The U.S. Supreme Court issued five new opinions on Tuesday, and 13 cases remain to be decided, including one that could overturn the landmark 1973 Roe v. Wade ruling that legalized abortion nationwide. The following advisory reports are expected to be issued on Thursday and Friday.

Here are some of the main remaining cases and the issues associated with them.

religious freedom

A group photo of the Supreme Court justices.

A group photo of Supreme Court justices, taken in April 2021 in Washington, DC. (Erin Schaff/Pool via Reuters)

Judges are expected to make a decision in a case (Kennedy v. Bremerton School District) involving a former Washington state high school football coach who lost his job for praying at the 50-yard line after games.

Attorneys for the coach, Joe Kennedy, argued that he should be able to express his faith in public, saying it is protected by the First Amendment under its freedom of expression and exercise clauses. The school district said it has suspended Kennedy to prevent violating the constitution’s founding clause by appearing to subscribe to a particular belief.

During pleadings in April, the judges seemed sympathetic to Kennedy

Climate change

Exhaust rises from a power plant.

Exhaust rises from a power plant in Haywood, W.Va., in 2018. (Brian Snyder/Reuters)

In a case (West Virginia v. Environmental Protection Agency) that could affect the Biden administration’s plan to curb carbon emissions, the court’s conservative majority appears likely to side with the Republican-controlled states and coal companies.

Such a ruling could eliminate some of the key methods the Biden administration can use to accelerate the energy sector’s transition to cleaner energy sources, reducing its ability to purpose of the president to halve greenhouse gas emissions by 2030.

After pleadings in February, experts told Yahoo News that the court is almost guaranteed to side with the petitioners — a coalition of red states and coal companies — but that the as-yet-unknown logic and details of the ruling could shape the shape of U.S. climate regulation going forward.

Supreme Court decision in the case comes on the heels of a terrible new report from the United Nations which concluded that the United States and other countries are failing to deliver on their promises to reduce greenhouse gas emissions to avert catastrophic climate change.

gun rights

Family members at the funeral service for retired police officer Aaron Salter Jr.  van Buffalo, who was killed in the May mass shooting in Buffalo, NY.

Family members at the funeral service for retired police officer Aaron Salter Jr. van Buffalo, a security guard who was killed in the May mass shooting at a supermarket in Buffalo, NY. (Jeffrey T. Barnes/Reuters)

Amid the renewed gun control debate after the mass shootings in Buffalo, NY, and Uvalde, Texas, the court will decide a case (New York State Rifle & Pistol Association Inc. v. Bruen) regarding the constitutionality of a century-old New York law that requires anyone seeking a license to carry a concealed gun outdoors must show a “good reason,” such as a special need to defend themselves.

During pleadings last November, a majority of judges seemed skeptical about the law, but as SCOTUS blog notedtheir final ruling may be a scary one, centered on New York, while wider questions about the right to carry a gun outdoors are saved for later.
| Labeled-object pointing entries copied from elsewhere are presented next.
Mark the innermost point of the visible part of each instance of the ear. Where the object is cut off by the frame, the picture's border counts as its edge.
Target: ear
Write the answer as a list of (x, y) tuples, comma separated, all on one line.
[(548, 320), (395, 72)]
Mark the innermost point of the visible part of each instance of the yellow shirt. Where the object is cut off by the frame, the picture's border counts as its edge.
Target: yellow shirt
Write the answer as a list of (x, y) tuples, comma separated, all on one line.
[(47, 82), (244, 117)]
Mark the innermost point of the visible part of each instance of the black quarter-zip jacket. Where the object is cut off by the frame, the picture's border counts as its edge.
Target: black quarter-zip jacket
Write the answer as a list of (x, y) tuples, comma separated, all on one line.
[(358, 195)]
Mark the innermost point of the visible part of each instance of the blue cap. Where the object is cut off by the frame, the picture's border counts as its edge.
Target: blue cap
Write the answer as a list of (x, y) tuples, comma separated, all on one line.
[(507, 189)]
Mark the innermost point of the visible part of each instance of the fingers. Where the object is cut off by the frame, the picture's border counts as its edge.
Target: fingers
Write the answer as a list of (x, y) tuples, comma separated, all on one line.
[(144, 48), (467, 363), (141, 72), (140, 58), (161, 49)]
After the Buffalo massacre, New York Governor Kathy Hochul signed a comprehensive package of new measures to strengthen the state’s gun laws. But the Supreme Court decision is still looming.

“This keeps me up at night”, New York City Mayor Eric Adams said earlier this month:† “If this right to wear goes through the Supreme Court and becomes the law of the land, can you imagine being on the 4 train with someone exposing a 9mm? Does everyone wear on the train?
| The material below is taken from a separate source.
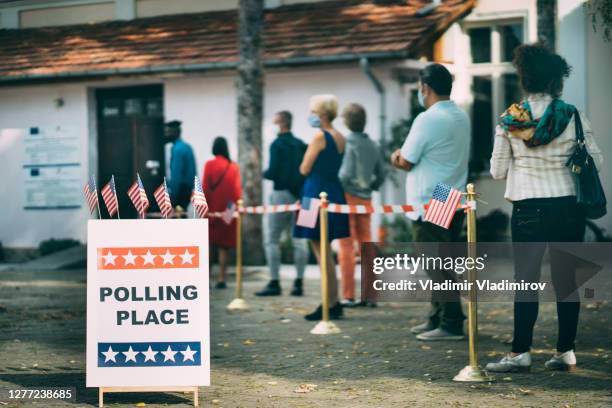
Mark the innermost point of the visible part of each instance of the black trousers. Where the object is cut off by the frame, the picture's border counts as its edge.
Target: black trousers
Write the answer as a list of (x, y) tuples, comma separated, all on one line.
[(539, 221), (446, 314)]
“It’s going to be a big mess for the police,” he added.


Abortion rights supporters and anti-abortion activists outside the US Supreme Court.
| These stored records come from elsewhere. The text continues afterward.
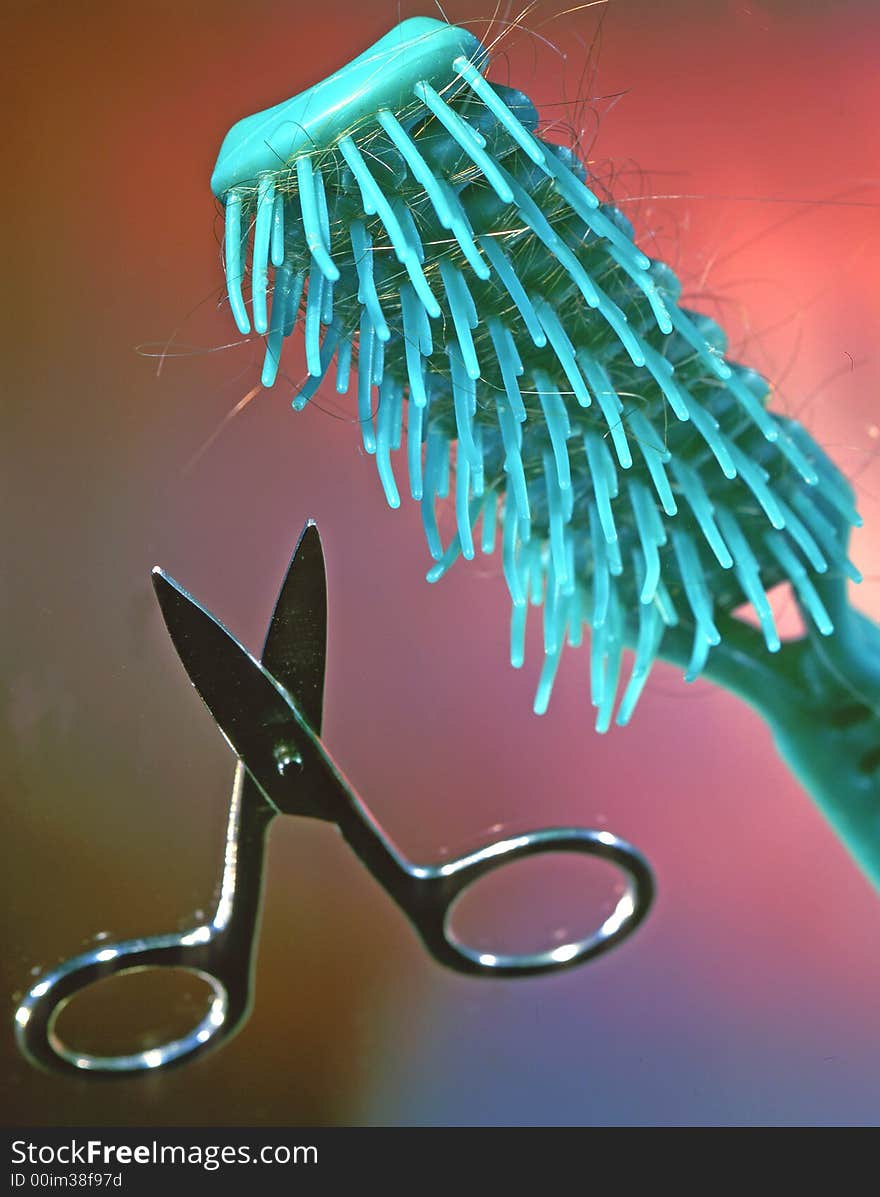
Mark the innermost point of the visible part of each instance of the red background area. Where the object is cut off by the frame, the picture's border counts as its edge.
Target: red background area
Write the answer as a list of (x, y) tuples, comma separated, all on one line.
[(741, 139)]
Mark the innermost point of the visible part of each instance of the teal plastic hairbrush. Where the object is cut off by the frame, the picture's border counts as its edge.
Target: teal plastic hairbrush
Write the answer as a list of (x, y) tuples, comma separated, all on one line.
[(449, 266)]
Abortion rights supporters and anti-abortion activists outside the US Supreme Court on Tuesday. (Evelyn Hockstein/Reuters)

In the most expected case (Dobbs v. Jackson Women’s Health Organization) in his term, the court must decide whether Mississippi’s ban on abortions after 15 weeks of pregnancy is constitutional. In May, the publication of a leaked draft opinion by Judge Samuel Alito suggested the court is about to overturn Roe v. Wade, sparking nationwide protests and demonstrations outside the judges’ homes.

“Roe was hugely wrong from the start,” Alito wrote in the draft opinion, which was published by Politico. “It is time to respect the Constitution and return the issue of abortion to the elected representatives of the people.”

President Biden said if the draft advice stands, it will be a “radical” and “fundamental” shift in the rule of law. “I am very concerned that after 50 years we are going to decide that a woman does not have the right to choose,” he said.

If the court were to annul Roe, tens of millions of Americans would live in states where abortion would be outright banned or severely restricted.